J’attends que les accusés prennent le maximum prévu légalement. Le but, c’est que la qualification de terrorisme soit retenue. C’est très important. On veut que justice soit rendue. Même si on sait que ça ne nous les ramènera pas.

Sera-t-il difficile de dissocier l’enquête antiterroriste de celle portant sur la sécurisation de la Prom’?

Je fais bien la distinction entre les deux. Pour moi, l’attentat résulte de deux choses: le manquement de sécurité ce soir-là, indéniable, et l’intention d’attentat terroriste. L’un ne va pas sans l’autre. Les victimes ne veulent absolument pas que la responsabilité de la Ville de Nice ou de l’État soient occultées. Pour moi, il doit y avoir deux procès.

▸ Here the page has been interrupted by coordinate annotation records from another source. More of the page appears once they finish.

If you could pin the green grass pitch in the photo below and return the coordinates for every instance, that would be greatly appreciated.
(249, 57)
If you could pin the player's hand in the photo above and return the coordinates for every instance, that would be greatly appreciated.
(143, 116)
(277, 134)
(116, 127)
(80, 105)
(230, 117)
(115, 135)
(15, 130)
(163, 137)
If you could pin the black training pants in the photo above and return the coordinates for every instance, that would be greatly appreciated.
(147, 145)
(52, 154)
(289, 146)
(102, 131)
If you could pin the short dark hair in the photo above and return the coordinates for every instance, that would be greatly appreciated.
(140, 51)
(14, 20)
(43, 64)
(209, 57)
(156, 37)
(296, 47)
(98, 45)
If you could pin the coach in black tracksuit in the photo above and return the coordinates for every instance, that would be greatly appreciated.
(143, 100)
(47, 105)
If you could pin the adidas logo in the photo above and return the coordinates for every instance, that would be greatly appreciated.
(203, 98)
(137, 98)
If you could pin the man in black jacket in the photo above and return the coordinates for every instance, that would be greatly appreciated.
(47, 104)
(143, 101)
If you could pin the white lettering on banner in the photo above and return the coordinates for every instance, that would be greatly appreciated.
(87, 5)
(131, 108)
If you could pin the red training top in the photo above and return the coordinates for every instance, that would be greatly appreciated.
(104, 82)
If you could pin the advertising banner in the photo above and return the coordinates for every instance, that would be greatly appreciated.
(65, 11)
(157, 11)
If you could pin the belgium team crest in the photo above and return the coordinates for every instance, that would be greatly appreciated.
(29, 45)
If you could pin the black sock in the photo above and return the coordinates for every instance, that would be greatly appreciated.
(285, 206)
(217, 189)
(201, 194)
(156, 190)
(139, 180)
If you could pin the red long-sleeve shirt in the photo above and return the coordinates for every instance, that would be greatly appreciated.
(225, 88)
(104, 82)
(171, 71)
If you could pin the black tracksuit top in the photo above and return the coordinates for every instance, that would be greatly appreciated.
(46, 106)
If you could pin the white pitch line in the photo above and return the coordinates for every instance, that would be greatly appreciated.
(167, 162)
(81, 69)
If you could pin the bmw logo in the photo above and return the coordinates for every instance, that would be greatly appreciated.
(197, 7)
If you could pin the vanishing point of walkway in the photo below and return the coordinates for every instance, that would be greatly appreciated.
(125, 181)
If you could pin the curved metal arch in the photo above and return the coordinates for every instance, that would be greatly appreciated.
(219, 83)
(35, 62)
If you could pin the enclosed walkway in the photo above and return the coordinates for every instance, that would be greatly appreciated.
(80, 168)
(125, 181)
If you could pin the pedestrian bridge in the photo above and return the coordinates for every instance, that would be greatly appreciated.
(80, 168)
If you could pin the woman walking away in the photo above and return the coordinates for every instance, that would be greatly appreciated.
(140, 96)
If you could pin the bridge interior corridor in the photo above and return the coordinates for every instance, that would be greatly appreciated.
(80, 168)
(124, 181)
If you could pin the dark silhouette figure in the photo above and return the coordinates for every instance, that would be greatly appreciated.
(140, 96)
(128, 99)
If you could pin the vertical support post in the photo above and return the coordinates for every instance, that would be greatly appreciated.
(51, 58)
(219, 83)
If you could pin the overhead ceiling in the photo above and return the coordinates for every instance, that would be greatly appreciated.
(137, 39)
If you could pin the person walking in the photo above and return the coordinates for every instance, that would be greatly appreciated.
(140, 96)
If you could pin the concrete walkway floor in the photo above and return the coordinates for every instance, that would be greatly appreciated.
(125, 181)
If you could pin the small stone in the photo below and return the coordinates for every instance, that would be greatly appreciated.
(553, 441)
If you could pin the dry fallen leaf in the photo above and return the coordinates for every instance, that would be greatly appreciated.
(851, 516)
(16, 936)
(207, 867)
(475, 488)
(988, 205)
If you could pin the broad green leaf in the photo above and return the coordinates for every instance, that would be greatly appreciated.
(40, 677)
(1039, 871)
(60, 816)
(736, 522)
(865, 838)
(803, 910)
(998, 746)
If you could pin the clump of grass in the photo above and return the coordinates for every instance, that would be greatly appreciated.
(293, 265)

Qu’espérez-vous de la part des accusés?

J’espère qu’ils prendront conscience du mal qu’ils ont pu faire autour d’eux. C’est pour ça qu’on va aller témoigner. Je veux leur dire qu’ils ont détruit une famille entière, leur dire qui ils étaient.

Redoutez-vous de venir témoigner?

Je le redoute, oui. Je le vois comme un hommage aux disparus, à mes proches, à ma famille. Je veux faire prendre conscience aux juges que ce qu’on a vécu, c’était un acte de guerre. Perdre six personnes de sa famille, ça arrive dans les pays en guerre. Et nous, on l’a vécu en France, un soir de fête nationale!

Cette étape peut-elle aider à votre reconstruction?

Ça ne va pas m’aider à me reconstruire. Je suis consciente que ça n’arrivera jamais. On sait qu’on devra toujours vivre avec.

Ce procès permet d’entretenir la mémoire de ce drame?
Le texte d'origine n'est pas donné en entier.